While the above steps may seem simple, they hide enormous challenges. These include:
- In the customers example above, there are a many select * statements in the query. This means that we must query the schema of the table to determine which tables are being selected, and dynamically add those back into the IR.
- It can be difficult to distinguish between “direct” lineage that comes from selected data vs “filter” lineage that comes from where clauses. This is only solvable at the AST level, as we must parse out which type of lineage the column would be.
- The logic to traverse CTEs is quite complex. CTEs can also have select * statements. Additionally, you can actually have nested CTEs. It’s tricky to recursively search through layers of CTEs to find real lineage.
- Our customers example above is quite simple, but in the real world SQL statements can be thousands of lines long, and have hundreds of CTEs and thousands of columns. Performance concerns become very relevant at this scale.
- There are interesting challenges when covering insert statements, as the position of the columns becomes important and must be carried through many layers.
- Building our own SQL parser was key to building column-level lineage.
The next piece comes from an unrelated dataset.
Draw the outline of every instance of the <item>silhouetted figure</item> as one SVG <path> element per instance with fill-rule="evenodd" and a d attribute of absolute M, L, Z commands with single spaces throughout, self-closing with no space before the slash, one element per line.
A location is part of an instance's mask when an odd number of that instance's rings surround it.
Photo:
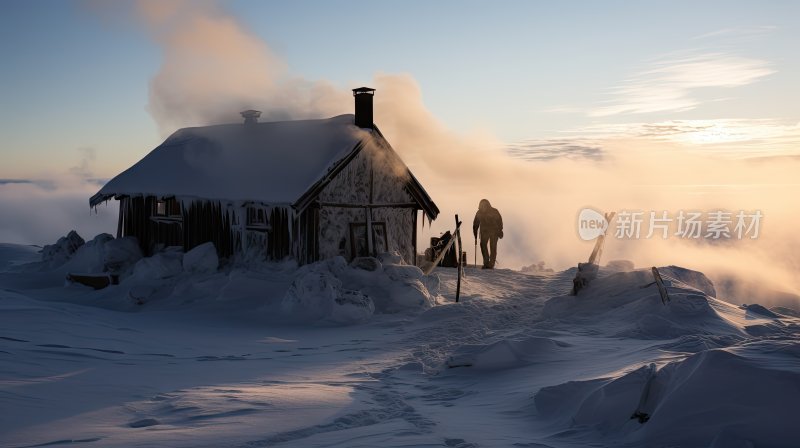
<path fill-rule="evenodd" d="M 476 239 L 479 228 L 481 230 L 483 268 L 493 269 L 497 261 L 497 240 L 503 237 L 503 217 L 486 199 L 481 199 L 478 213 L 475 213 L 475 220 L 472 221 L 472 234 Z"/>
We found that many problems could only be or were mostly easily solved at the parser level when building our AST. The whole parser → AST → IR pipeline is unavoidably coupled. Having control over the whole stack allowed us to iterate quickly and solve problems at the right level.
- Building a comprehensive test suite was key to making sure we could confidently make changes and iterate on lineage parsing stack. There’s a ton of complex logic and edge cases to solve, so we have extensive test coverage to ensure that new changes don’t break things. To make sure we would actually write tests, we made it easy to add a new test case by just plopping in a raw query and allowing people to define high level assertions.
- Testing on real world data is key. The queries we see every day are significantly more complex than anything we encountered in documentation or examples online.
While our lineage solution is comprehensive now, we are constantly improving our parser and coverage. We are also working to handle more complex update chains that pass through temporary tables and schemas.